Nate Foster, a young, idealistic FBI agent, goes undercover to take down a radical white supremacy terrorist group. The bright up-and-coming analyst must confront the challenge of sticking to a new identity while maintaining his real principles as he navigates the dangerous underworld of white supremacy. Inspired by real events.

Metadata
Title Imperium
Director Daniel Ragussis
Director of Photography
Producer
Runtime 1 h 49 min
Certification R
Release Date 19 August 2016
Tagline Defend your nation. Become your enemy.
IMDb Id tt4781612
Homepage
Images

Yes that skinhead on the movie poster was once Harry Potter. In Imperium Daniel Radcliffe finds himself amongst an altogether different kind of Grand Wizards. Seeing him giving nazi salutes in White Power gear is quite a change – and more importantly, he pulls it off.

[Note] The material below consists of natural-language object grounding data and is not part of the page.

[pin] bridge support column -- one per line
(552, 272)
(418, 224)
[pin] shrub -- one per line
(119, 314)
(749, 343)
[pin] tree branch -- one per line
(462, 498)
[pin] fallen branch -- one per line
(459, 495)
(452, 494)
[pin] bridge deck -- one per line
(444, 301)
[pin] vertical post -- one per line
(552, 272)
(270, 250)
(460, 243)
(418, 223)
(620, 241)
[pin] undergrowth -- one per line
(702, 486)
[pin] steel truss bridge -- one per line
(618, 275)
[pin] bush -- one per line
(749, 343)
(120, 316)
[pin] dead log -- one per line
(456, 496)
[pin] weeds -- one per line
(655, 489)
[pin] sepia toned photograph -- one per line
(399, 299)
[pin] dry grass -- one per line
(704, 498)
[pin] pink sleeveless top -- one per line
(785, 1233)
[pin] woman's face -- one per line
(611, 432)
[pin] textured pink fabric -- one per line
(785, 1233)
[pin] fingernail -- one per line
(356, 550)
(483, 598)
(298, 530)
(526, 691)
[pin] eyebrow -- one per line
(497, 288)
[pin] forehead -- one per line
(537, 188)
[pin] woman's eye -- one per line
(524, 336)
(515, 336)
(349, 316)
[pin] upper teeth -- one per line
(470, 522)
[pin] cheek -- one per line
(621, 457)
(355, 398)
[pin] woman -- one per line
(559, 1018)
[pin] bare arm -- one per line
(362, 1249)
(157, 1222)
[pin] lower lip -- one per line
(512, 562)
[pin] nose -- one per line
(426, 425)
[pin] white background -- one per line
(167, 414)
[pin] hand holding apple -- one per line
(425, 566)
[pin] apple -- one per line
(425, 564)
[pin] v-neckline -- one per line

Nate Foster (Radcliffe) is a young FBI agent with little field experience, but his boss Angela Zamparo (Toni Colette) believes he is the right guy to infiltrate a white supremacy extremist faction. And so he does, and he works his way in, through and up from a group of loudmouthed skinheads, on to the Aryan Alliance, and further up the white supremacy chain to the KKK.

This high up they may look and act less like loudmouthed skinheads, but their true beliefs and influence are much more dangerous and scary, and the movie succeeds in delivering enough of that unnerving message.

The plot is a bit clunky at times, especially in the beginning – the infiltration and going up the chain is all a bit all too easy and the movie doesn’t manage to convey a sense of time: surely one cannot infiltrate and get close to multiple leaders of different factions in a matter of days, weeks or even months. By skipping over this the movie feels less credible, compounded by a few scenes where Nate is at risk of getting exposed, which are just a bit too light. But as the movie progresses and Nate gets deeper involved, Daniel Radcliffe carries the movie and delivers a commendable performance.

Imperium is worth seeing for Radcliffe’s leading role, as well as serving as a reminder that white supremacy is alive and kicking, and scarily well connected at all echelons of US society.